昨今,ブロックチェーンを様々な分野で使うという報道,記事が溢れています。しかし,先日の記事に書いた3点のポイントについて,はっきりか分かる記事はまずありません。
その3点をおさらいすると,
1.誰がマイニングするのか→パブリックブロックチェーンなのかプライベートブロックチェーンなのか
2.マイナーは何人なのか→大規模ブロックチェーンか小規模か→改竄が容易かどうか
3.マイニングの報酬は何で払うのか?→既存通貨で払うとなると,とんでもない高額のシステムになる可能性がある
ブロックチェーンを使って何かをやろうとする場合,誰がマイニングするのかについては,一般の記事からはわからない場合が多いです。Jasracの記事でも書きましたが,主宰企業の数人の社員などという事になれば,限りなく集中型台帳方式に近くなり,ブロックチェーンなどとは言いがたくなります。それでも社員だけなら安全かもしれません。何か海外で物を作り,その流通などにブロックチェーンを利用しようなどという場合,現地や第三国の関係者,原材料の生産者や流通業者などがマイナーになり,それでもマイナーは100人以下などという事になれば,ブロックチェーンといえども改竄の可能性は高くなります。

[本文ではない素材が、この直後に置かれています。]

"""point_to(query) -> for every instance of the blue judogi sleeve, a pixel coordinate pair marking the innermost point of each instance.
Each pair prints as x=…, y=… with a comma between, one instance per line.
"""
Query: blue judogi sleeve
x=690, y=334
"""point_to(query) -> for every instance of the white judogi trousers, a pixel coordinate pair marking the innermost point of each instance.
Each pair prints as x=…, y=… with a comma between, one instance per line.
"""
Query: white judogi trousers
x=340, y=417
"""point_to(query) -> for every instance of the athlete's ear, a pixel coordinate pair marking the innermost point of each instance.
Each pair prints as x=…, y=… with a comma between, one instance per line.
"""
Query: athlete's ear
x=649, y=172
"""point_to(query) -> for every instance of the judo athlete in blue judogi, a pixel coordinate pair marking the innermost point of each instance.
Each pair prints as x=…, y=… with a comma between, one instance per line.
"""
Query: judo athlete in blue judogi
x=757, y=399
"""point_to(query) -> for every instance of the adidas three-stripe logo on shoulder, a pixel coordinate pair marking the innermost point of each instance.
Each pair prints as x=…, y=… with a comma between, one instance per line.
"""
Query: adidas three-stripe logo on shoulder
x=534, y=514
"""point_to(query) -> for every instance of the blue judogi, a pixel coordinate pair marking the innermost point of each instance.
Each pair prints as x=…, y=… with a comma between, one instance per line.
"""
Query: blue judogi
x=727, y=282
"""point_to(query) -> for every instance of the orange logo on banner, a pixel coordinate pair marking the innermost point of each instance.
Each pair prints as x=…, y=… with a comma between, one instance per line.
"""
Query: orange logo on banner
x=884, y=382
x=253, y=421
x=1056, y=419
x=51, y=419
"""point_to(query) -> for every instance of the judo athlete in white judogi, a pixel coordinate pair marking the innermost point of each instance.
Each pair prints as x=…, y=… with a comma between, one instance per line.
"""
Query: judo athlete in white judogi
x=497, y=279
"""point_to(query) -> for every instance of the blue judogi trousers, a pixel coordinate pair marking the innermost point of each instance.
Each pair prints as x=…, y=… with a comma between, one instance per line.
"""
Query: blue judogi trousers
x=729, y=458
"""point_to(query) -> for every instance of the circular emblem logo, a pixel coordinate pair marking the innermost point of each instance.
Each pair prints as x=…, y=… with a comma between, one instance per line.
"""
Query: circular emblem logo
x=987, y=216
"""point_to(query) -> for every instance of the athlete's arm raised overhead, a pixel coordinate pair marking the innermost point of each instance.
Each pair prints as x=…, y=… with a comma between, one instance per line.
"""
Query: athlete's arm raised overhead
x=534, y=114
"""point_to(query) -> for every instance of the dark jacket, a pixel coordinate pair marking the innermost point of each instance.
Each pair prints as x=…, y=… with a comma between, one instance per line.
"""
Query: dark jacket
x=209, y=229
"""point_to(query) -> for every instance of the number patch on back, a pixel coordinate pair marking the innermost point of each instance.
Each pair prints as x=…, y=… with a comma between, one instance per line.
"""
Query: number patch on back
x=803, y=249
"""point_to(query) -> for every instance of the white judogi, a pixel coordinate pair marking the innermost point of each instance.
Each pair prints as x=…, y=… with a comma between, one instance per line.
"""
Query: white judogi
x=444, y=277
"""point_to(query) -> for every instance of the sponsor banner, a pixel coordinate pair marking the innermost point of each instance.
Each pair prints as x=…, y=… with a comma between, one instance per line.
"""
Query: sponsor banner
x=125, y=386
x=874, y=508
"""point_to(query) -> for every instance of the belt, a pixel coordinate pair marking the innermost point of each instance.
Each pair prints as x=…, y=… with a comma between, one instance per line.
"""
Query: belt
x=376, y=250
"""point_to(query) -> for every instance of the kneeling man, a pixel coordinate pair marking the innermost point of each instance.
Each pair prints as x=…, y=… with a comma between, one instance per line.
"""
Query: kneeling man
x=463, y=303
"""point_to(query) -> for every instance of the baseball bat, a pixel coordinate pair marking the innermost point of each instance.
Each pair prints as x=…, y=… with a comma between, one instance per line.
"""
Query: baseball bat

また多くの場合,独自の通貨なりトークンを作って,それをマイニングの報酬としてマイナーに支払うという計画である様です。その場合,発行するトークンの対既存通貨レートが高くなればいいですが,そうでなければ誰もマイニングに興味を持たなくなり,ついにはマイニングのために既存通貨でマイナーを雇う事になって,結局とんでもなく高価なシステムになってしまいます。
ブロックチェーンだから安心というわけではなく,ブロックチェーンはなかなかに手ごわいですよ。